U.S. takes next steps in dispute process with Mexico
The United States is establishing a dispute settlement panel under the United States-Mexico-Canada Agreement for Mexico’s ban of GMO corn.
Missouri Corn CEO Bradley Schad says this is the next step in the dispute process with Mexico.
“The U.S. brought the action to bring the dispute and now, the panel will move forward and start the process of making sure our voices are heard, farmers are heard and we hold Mexico accountable for what they agreed to in the USMCA.”
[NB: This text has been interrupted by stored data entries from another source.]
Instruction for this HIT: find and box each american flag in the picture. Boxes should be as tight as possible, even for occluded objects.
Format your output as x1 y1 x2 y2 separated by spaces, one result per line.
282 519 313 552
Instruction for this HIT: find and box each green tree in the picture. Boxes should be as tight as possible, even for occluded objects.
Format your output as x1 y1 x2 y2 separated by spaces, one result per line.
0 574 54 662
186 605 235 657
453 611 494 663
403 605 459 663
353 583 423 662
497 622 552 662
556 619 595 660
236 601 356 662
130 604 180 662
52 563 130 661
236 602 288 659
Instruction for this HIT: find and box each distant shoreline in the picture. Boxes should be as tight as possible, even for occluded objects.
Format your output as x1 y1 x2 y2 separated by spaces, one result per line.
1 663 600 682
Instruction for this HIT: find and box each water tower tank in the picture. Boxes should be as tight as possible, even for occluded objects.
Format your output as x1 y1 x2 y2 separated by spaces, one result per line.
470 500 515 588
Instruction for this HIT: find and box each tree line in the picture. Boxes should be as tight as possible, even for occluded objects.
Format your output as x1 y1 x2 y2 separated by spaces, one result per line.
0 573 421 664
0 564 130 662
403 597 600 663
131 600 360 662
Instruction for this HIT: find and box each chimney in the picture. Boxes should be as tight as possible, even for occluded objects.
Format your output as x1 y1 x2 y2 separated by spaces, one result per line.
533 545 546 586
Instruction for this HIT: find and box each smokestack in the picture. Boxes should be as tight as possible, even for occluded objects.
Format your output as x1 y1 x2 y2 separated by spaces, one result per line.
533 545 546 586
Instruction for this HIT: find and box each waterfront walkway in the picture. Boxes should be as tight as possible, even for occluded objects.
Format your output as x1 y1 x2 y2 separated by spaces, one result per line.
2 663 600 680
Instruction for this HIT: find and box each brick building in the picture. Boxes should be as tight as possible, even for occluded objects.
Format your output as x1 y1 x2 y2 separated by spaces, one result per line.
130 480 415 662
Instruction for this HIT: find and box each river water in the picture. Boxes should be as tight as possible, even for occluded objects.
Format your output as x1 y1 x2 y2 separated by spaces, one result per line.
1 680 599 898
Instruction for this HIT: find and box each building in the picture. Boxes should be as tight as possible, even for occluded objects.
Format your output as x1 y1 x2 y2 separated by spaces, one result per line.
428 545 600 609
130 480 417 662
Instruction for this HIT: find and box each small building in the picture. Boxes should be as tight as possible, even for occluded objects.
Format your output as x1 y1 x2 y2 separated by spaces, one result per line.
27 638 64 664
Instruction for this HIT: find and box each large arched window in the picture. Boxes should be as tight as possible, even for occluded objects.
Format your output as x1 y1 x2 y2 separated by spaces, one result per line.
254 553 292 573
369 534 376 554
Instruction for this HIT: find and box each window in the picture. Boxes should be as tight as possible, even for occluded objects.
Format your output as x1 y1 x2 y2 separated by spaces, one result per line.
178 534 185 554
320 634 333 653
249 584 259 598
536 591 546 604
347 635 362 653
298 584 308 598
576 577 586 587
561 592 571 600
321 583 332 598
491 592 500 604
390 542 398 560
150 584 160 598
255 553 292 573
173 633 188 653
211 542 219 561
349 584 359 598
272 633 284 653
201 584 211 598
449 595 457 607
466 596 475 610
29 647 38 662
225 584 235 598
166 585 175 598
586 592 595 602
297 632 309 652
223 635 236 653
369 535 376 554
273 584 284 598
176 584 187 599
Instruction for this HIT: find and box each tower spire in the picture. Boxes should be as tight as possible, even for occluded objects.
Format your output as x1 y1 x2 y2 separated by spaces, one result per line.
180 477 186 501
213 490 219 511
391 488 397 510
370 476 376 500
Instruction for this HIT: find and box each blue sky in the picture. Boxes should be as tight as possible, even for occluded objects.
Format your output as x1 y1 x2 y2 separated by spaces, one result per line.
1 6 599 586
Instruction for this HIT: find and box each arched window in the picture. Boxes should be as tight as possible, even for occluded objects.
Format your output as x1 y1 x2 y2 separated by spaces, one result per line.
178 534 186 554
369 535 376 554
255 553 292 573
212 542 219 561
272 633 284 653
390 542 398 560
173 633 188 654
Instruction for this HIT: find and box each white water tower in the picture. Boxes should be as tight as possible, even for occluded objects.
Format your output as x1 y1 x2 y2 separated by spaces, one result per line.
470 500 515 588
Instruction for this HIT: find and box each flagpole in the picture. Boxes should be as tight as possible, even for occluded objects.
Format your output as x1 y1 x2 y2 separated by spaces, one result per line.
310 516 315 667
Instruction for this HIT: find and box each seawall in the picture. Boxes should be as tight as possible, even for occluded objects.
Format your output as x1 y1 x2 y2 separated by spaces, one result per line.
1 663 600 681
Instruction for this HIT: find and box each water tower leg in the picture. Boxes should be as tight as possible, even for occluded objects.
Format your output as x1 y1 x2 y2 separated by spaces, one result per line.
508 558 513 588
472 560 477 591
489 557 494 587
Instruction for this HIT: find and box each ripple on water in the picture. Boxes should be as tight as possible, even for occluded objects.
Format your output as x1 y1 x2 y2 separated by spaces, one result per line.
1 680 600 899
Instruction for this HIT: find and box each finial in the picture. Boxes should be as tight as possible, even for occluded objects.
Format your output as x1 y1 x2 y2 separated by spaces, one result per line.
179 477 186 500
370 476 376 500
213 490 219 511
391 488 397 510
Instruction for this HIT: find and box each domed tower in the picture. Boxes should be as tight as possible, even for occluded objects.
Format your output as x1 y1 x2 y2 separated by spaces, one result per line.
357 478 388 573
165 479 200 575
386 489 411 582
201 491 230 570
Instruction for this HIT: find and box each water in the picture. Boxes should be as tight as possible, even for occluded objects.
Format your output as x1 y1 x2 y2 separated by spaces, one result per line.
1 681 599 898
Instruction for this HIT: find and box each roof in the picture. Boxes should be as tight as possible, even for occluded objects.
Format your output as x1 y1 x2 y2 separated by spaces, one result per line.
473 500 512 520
Earlier this year, the office of the U.S. Trade Representative started a conversation with Mexico to resolve the dispute and said it would consider all options if Mexico didn’t return to science base policies. The USTR says through the action announced today, they will seek to resolve U.S. concerns fully.
Chairman of the House Ways and Means Committee Jason Smith from Missouri tells Brownfield this is a process that will take time, but…
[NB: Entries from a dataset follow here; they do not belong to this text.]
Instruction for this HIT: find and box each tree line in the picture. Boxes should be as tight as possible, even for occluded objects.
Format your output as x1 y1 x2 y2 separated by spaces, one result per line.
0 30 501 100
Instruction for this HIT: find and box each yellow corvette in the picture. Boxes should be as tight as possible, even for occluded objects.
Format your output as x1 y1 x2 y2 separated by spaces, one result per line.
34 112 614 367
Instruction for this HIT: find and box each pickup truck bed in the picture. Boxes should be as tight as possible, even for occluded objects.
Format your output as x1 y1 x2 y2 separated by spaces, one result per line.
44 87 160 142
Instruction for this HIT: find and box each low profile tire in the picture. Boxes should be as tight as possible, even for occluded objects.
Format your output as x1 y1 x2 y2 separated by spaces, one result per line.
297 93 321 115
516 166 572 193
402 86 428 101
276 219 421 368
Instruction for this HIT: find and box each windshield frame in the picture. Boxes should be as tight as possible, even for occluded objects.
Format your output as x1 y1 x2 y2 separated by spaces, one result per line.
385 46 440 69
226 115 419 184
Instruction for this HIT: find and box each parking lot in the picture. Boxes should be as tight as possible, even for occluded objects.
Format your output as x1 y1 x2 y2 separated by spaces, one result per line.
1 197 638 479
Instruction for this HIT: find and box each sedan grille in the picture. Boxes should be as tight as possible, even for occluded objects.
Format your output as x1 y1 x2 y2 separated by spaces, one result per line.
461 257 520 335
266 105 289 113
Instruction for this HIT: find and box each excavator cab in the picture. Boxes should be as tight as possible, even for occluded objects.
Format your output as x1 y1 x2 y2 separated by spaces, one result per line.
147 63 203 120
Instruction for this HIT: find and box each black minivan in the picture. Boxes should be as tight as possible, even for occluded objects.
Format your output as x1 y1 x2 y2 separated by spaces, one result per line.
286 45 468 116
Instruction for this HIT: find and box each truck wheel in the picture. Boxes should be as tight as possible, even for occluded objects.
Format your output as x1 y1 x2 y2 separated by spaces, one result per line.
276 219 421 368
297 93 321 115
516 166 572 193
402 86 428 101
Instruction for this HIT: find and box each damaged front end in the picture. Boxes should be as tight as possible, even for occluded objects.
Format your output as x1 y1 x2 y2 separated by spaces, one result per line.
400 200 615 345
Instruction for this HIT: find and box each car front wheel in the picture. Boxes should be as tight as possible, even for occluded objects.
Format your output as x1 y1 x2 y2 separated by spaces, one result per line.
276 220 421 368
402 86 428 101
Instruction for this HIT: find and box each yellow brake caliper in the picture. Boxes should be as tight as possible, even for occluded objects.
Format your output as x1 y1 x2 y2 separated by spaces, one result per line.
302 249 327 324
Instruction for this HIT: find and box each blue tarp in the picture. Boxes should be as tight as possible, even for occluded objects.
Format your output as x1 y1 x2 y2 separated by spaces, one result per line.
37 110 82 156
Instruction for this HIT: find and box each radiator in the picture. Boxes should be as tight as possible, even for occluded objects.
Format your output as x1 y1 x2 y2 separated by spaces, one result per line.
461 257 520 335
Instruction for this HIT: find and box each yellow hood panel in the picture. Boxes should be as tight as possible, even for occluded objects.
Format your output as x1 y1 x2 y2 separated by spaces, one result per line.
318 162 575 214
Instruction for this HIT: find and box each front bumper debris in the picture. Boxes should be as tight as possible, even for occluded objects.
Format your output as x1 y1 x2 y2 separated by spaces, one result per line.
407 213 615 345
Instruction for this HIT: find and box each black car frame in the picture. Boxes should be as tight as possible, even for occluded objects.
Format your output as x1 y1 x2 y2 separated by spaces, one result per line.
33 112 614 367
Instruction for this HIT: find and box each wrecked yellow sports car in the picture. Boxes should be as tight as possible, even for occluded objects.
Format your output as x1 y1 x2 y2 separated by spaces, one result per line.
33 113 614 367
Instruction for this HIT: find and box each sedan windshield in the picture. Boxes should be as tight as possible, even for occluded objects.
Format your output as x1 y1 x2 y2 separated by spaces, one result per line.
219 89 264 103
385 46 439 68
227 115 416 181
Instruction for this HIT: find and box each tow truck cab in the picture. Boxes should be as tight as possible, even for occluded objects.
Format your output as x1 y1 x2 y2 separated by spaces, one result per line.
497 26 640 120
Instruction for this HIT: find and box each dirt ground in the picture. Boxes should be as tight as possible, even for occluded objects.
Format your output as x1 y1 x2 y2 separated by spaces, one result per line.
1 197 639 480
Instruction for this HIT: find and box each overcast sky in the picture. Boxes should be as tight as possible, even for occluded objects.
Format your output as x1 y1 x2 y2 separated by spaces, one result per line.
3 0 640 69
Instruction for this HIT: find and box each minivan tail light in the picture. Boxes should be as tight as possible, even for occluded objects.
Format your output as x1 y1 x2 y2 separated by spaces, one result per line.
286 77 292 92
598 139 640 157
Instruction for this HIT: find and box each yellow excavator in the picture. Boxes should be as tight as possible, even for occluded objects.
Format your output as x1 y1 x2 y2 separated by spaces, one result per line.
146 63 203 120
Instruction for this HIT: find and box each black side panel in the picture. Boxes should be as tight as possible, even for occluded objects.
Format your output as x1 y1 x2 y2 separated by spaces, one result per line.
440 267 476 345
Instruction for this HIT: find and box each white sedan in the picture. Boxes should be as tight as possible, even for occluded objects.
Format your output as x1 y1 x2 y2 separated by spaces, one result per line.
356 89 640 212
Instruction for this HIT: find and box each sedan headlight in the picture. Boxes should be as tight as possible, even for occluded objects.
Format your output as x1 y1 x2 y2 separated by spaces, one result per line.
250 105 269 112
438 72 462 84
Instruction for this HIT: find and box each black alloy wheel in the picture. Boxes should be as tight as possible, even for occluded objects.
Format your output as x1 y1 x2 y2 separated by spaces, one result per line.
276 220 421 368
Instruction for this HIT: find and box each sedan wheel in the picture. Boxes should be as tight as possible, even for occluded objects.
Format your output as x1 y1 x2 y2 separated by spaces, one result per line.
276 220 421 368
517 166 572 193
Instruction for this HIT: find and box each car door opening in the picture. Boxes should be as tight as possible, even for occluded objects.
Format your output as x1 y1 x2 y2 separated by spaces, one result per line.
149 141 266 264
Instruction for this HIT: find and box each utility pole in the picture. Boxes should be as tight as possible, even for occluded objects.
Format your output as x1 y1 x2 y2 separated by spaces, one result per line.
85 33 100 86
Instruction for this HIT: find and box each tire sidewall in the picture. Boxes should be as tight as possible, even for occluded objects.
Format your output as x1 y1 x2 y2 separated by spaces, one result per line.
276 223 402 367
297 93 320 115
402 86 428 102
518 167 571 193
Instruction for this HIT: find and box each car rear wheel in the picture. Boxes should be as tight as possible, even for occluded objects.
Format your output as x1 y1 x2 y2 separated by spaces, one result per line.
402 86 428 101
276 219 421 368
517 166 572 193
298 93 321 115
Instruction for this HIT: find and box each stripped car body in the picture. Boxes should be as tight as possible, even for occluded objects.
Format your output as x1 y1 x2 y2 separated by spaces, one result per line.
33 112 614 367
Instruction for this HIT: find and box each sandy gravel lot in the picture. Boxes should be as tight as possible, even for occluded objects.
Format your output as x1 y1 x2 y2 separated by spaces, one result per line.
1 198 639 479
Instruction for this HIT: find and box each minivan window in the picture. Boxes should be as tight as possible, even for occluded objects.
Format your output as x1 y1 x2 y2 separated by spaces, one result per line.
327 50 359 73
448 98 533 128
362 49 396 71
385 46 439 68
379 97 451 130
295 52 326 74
“A trade agreement isn’t worth the paper its on if its not enforced.”
Senator Deb Fischer from Nebraska says there can be zero compromise on this issue and if it goes into effect, it would hurt Nebraska producers.
Even as the dispute continues, Schad says there are white corn producers in northwest Missouri who are still sending some corn to Mexico.
“We’re doing everything we can to make sure the market stays open, but it’s difficult. It’s harvest season, but these farmers are looking ahead at what they’ll plant next year. The seed out there that’s available isn’t there either, because that’s not what we agreed to. We agreed to plant what Mexico’s farmers want.”
The American Farm Bureau Federation says Mexico’s ban on bioengineered corn is not only a clear violation of USMCA, it also ignores science and denies families in Mexico safe and affordable food.